Indeed, the circumstances would seem fertile for a meritocratic open source project and community around a low-footprint, IoT-focused RTOS. A project where the combined creativity of all interested parties could express itself. This is where the involvement of the Linux Foundation is so fundamental to what we are trying to construct with the Zephyr project, as I hardly need elaborate on their experience and credibility in nurturing open source projects and supporting the community members (from hobbyists to the largest multi-nationals).

It is certainly true of semiconductor vendors such as NXP, and is likely to be true of a great many maker outfits, too, that a project in which everyone can scratch their own itch is appealing. This is the reason, for example, that the Zephyr code and tools are (and will remain) free, easy to obtain, open source, and simple. The common desire here is to ensure that the barrier to entry for anyone wanting to play with and contribute to the Zephyr code be as low as possible. If it works for Linux…

Internet of Things

It’s worth saying a word or two about IoT, if only because the air is so thick with nonsense on the subject that is it difficult to make meaningful progress without some clarification.
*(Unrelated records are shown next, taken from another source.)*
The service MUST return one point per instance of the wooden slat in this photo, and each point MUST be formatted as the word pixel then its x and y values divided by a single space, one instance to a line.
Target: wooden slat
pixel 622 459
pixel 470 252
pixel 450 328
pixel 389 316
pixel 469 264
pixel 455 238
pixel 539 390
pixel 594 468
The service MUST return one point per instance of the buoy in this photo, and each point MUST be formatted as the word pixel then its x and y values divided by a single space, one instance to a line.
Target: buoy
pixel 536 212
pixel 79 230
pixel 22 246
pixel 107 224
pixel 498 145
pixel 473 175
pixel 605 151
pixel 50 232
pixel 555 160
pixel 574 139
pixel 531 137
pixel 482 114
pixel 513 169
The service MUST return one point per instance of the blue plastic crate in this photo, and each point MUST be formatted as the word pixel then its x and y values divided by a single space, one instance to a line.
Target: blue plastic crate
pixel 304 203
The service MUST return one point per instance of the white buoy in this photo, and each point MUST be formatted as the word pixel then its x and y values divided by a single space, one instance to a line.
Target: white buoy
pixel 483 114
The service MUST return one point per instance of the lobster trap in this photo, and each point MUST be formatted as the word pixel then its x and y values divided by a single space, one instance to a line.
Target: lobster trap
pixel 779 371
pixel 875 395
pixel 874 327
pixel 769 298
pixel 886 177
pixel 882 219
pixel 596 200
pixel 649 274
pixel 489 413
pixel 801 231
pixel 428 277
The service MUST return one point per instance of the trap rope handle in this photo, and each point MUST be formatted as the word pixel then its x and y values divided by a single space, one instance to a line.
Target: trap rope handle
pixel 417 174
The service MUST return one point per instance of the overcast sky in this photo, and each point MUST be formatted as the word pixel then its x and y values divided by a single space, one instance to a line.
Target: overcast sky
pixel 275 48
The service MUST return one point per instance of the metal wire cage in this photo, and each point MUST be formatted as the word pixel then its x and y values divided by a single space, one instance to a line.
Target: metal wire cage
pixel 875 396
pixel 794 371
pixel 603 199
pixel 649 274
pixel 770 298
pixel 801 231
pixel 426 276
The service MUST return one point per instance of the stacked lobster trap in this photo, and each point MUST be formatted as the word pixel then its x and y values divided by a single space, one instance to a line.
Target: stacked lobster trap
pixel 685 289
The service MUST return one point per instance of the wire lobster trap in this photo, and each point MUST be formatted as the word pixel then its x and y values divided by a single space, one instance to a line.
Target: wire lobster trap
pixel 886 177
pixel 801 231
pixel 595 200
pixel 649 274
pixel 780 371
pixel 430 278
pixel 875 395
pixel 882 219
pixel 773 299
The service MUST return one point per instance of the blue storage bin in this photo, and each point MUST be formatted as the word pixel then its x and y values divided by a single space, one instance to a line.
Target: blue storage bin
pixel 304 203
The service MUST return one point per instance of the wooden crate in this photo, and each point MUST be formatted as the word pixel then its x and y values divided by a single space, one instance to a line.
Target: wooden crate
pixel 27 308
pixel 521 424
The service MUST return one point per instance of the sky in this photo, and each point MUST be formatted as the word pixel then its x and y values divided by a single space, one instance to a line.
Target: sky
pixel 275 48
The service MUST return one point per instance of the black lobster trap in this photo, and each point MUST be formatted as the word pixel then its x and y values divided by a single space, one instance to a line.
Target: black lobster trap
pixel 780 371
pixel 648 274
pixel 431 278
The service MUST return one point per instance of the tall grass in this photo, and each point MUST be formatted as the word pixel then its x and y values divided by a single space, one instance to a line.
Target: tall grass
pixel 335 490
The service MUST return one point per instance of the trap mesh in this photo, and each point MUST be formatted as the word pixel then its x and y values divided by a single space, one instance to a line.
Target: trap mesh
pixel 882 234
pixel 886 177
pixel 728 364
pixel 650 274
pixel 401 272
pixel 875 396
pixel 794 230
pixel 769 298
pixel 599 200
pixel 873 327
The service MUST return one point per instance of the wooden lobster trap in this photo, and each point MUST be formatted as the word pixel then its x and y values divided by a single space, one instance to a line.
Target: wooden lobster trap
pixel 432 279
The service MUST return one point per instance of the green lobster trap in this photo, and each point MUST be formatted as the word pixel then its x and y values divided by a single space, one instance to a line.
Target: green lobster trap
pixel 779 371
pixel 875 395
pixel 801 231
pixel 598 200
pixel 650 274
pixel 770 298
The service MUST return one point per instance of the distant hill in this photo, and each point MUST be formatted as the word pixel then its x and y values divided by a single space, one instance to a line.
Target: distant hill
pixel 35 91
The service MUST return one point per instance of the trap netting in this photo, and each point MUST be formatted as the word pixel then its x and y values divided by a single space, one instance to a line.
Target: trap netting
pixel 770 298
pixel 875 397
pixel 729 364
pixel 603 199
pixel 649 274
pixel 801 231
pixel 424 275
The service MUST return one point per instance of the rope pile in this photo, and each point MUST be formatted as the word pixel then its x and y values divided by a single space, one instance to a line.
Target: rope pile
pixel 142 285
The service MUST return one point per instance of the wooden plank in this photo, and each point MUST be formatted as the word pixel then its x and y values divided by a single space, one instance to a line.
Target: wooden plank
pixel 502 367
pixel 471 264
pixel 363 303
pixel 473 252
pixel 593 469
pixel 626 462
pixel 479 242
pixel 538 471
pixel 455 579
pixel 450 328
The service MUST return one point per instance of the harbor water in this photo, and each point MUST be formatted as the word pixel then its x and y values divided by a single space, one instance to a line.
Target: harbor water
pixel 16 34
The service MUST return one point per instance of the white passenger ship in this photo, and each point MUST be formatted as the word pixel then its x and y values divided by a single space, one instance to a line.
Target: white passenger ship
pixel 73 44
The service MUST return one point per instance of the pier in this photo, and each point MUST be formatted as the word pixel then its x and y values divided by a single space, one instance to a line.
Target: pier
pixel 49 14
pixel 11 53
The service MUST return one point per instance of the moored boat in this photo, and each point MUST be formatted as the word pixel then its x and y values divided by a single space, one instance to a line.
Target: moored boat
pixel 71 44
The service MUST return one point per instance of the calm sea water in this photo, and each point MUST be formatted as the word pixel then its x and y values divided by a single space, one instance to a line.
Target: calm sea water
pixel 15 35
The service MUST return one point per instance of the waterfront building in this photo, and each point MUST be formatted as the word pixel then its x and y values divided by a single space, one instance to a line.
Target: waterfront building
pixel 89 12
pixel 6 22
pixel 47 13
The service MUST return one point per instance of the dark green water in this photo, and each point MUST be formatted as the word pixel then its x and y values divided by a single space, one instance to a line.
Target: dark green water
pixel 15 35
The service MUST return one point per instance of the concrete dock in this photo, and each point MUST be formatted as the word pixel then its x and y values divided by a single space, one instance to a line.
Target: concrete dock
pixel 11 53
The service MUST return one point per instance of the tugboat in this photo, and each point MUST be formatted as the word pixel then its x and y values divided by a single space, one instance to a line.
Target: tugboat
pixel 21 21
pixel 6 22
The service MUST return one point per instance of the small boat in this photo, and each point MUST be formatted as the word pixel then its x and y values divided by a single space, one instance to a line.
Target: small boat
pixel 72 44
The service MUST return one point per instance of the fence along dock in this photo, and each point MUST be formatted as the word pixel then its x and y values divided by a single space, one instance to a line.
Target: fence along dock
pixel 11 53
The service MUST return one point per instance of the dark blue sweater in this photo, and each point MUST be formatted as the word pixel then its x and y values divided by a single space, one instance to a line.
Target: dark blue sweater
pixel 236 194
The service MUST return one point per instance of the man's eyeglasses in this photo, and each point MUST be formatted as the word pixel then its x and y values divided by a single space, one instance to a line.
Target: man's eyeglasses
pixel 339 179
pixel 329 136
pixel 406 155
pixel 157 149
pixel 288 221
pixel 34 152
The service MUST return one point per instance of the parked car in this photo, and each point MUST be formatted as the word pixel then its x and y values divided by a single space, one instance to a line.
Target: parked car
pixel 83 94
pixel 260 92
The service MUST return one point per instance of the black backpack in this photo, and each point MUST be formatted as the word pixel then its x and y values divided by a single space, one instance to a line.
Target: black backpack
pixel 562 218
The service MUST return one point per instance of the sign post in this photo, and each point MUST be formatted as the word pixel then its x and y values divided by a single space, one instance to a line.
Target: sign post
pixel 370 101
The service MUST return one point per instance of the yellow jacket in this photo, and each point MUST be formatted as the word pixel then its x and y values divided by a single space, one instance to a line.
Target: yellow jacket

To my mind IoT, like its predecessor M2M (Machine to Machine), refers to a progressive co-mingling of two traditionally distinct areas of computing:

One is the world of networked computing, which spans form-factors and use-cases from network switches to servers to desktops to smartphones, and everything in between. It is a world of sophisticated operating systems, vulnerabilities, denial-of-service attacks, CVEs, regular software updates, cryptographic protocols, and so forth.

The other is the world of microcontrollers, which assemble to form the kind of stuff we are now referring to as Machines or Things (in M2M and IoT, respectively). These areas of technology were traditionally non-networked and noteworthy for the high degree of engineering for QA (Quality Assurance) and certification prior to deployment, precisely because they were destined to be static, or as static as possible.